Plans For Hollywood Skyscrapers Raise Doubts

New York developers Millennium Partners are renovating the corner of Hollywood and Vine in an attempt to “transform a series of under-utilized parcels into a transit-oriented, pedestrian-friendly development central to the resurgence of Vine Street as a business and high-rise corridor,” according to the project website.
“The project is right for Hollywood because it’s a city of fantasy and spectacle,” said Philip Aarons in an interview with Bloomberg News. “Its history comes from thinking big."
The project, nicknamed the Hollywood Millennium, is going to be constructed on unused parking lots located across from the Capitol Records building, within seeing distance from the Hollywood 101 Freeway.
Despite promises of a modern Hollywood “pedestrian, shopping, and dining experience,” Hollywood Millennium is facing major opposition from Hollywood community groups, government agencies responsible for public transportation, and even concerned geologists.
Caltrans, or the California Department of Transportation, has accused the $664-million Millennium Project of bypassing the due process of state law through misleading statistics supported by willing city officials.
Caltrans has openly dismissed an environmental impact report released by the developer claiming that the project will have a “less-than-significant” impact on the nearby 101 Freeway, and would add less than 150 cars per rush hour.
“The conclusion is not based on any credible analysis that could be found anywhere,” wrote Dianna Watson, Caltran’s branch chief, in a letter to the city planning commission.
The Caltrans department is afraid of more congestion from highway on-ramps onto urban streets, which not only will cause excessive automobile exhaust in residential areas but also create more possibly dangerous encounters between vehicles and pedestrians, the L.A. Times reports.
The California Geological Survey also sent a letter to City Council president Herb Wesson warning that the Hollywood Millennium project may be sitting on an earthquake fault line.

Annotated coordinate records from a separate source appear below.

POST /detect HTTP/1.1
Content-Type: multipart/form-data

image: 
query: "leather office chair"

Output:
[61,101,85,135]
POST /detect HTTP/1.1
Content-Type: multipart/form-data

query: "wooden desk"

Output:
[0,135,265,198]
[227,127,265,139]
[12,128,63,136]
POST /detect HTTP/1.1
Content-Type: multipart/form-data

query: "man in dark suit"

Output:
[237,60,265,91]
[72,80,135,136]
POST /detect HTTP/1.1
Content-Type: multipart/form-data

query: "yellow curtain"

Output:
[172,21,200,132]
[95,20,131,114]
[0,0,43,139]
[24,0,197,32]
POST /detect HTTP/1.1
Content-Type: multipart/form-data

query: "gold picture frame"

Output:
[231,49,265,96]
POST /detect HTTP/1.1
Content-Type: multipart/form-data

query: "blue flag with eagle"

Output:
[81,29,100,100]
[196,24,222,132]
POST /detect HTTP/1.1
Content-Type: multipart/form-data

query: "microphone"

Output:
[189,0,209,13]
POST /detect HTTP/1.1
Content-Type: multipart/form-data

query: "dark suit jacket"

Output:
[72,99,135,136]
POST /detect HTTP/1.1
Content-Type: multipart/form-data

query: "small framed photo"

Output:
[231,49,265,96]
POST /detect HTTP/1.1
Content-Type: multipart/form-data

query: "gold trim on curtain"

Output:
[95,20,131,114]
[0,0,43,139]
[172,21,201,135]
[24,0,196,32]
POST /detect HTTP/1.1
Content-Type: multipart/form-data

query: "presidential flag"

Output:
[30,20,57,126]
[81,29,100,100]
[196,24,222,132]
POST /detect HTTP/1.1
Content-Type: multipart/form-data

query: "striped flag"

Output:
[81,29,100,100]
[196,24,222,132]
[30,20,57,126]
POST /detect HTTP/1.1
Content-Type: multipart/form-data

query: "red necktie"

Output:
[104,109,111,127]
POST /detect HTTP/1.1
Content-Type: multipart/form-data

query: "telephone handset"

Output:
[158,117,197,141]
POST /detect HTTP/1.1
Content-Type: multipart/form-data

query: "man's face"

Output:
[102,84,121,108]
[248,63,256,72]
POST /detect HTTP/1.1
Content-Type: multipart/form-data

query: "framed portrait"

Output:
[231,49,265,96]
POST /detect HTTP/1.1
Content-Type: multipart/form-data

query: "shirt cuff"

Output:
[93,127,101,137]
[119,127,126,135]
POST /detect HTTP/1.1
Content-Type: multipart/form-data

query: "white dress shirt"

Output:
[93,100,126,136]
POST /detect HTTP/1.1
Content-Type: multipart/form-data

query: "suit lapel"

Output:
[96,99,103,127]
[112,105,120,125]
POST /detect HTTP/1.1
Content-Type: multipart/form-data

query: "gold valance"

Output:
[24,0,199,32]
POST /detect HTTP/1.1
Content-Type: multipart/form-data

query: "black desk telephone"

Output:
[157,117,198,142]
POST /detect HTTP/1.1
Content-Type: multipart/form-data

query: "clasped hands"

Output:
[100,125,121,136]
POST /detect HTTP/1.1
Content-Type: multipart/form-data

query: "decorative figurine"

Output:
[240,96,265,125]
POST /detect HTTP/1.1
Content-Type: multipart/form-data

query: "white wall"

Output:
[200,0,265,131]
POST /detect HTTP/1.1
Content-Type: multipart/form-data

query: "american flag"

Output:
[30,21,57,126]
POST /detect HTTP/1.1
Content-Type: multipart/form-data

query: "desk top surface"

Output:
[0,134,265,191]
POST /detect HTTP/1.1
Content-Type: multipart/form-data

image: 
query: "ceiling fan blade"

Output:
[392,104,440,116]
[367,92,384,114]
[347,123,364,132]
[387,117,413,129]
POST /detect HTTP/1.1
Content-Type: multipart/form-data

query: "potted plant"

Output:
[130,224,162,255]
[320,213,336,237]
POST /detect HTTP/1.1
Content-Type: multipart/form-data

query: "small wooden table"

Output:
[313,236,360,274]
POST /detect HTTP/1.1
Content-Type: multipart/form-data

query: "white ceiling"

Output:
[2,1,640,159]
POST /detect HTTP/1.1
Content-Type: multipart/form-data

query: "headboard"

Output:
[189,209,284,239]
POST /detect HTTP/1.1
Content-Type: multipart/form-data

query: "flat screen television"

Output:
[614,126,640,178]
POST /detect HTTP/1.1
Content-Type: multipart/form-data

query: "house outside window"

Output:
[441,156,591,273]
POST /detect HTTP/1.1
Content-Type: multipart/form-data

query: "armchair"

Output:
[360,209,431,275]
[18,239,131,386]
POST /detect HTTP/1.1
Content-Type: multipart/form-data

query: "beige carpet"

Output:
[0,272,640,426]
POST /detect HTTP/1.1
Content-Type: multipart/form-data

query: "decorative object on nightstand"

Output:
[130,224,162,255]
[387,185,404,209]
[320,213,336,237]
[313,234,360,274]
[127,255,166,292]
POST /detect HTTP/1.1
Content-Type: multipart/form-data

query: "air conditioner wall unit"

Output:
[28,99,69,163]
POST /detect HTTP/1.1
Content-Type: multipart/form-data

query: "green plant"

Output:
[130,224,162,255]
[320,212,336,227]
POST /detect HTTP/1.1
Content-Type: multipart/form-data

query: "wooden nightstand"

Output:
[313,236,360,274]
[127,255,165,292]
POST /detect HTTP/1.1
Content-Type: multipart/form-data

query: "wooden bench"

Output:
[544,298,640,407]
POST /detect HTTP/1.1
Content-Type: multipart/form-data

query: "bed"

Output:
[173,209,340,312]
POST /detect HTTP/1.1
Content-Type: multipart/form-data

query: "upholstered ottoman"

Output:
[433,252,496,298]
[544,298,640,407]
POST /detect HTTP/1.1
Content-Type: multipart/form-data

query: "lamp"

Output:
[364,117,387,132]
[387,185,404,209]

State Geologist John Parrish writes in the letter a plea for Wesson to “withhold development permits for sites within the zones until geologic investigations demonstrate that the sites are not threatened by surface displacement from future faulting,” according to LA Weekly.
More importantly, Millennium Partners has to face another huge obstacle in the coming weeks – Caltrans’ analysis includes the contention that Hollywood Millennium’s failure to anticipate and mitigate potential crippling congestion on the Hollywood Freeway is in violation of the California Environmental Quality Act, or CEQA.
Hollywood community group Communities United for Reasonable Development (CURD) has 30 days to decide whether or not to use CEQA to legally attack the project.